Wrong. It's not that I worry about the hellish abuse or malignant
neglect Tom might suffer while away from me. Quite the contrary:
I'm confident that his crack team of day care providers is far
better equipped to handle my tot's developmental needs than is his
frazzled mommy. The fabulous Dorlene, for instance, is unlikely to
interrupt poor Tom's nap every ten minutes by noisily hovering over
his crib to make sure he's still breathing. And, when my
fat-cheeked cherub occasionally fails to approach feeding time with
the proper gusto, Dorlene almost certainly will not become
convinced that he has contracted the newest superstrain of
influenza and must be immediately medevaced to Children's Hospital.

Rather, my work-induced paranoia comes from reacquainting myself
with the dark and dangerous events ever transpiring beyond the warm
and snuggly borders of Babyland. While on leave, I considered it my
near-sacred duty to ignore any newspaper, chat show, or political
blog threatening to interrupt the bonding process between baby and
me. Another Black Hawk down over Iraq? Can't worry about it now,
have to sterilize bottles. The Bushies concocting stories about
mid-air chats with British Air pilots? Sorry, bath time. Some
Austrian bodybuilder-cum-movie-star with a history of steroid use
and a rep for treating women with less respect than his jockstrap
gets elected governor of the most populous state in the nation?

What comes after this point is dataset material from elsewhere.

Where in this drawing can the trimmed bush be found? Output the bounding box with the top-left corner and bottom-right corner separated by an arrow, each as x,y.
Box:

Actually, that one was funny enough to penetrate even my
self-imposed isolation.

But my vacation from the news is over. Now, on top of obsessing
about my son's eating habits and the consistency of his poo, I must
fret about rising mercury levels in his future tuna
sandwiches--compliments of the Bushies' latest "reform" of the
Clean Air Act. Then there's the Newsweek report on how postwar Iraq
is becoming the hot vacation destination for Al Qaeda freaks. And,
oh yes, The Washington Post notes that some three dozen radiological
warheads-- ideal for the construction of smallish dirty bombs--have
disappeared from the Transdniester Moldovan Republic, a former
sliver of the Soviet Union now providing one-stop shopping for
global bad guys in search of hard-to-find weapons. Just what my
nerves needed. Pre-baby, I was mildly troubled by the thought of a
nut-job jihadist unleashing something unpleasant on the streets of
D.C. Post-baby, the idea is almost paralyzing. I'd pack up the
family and head for one of the seemingly safer flyover states, but
USA Today says our nation's capital is one of the only areas of the
country not yet under assault by a killer flu.

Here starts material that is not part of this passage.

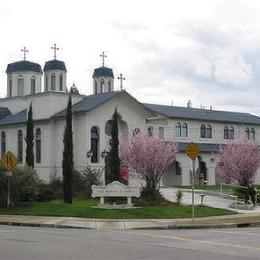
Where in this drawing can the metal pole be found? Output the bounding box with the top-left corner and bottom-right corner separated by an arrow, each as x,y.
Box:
7,175 -> 10,208
192,159 -> 195,223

So what's a neurotic mommy to do? I've begun to think a less
anxiety- provoking job might be the answer. And, ironically, the
White House may be just the island of tranquility I seek. In
Bushland, our foreign endeavors are always going 100 percent
according to plan, and there's no domestic ill that can't be cured
with a big ol' back-loaded tax cut. Better yet, a refusal to read
the paper or watch the news is considered a plus, at least if
Bush's bubble-boy boasting is any indication. I may not be able to
change the world around me. But I can willfully disregard whatever
aspects of it I find inconvenient. If that doesn't qualify me to
join Team Bush, I don't know what would.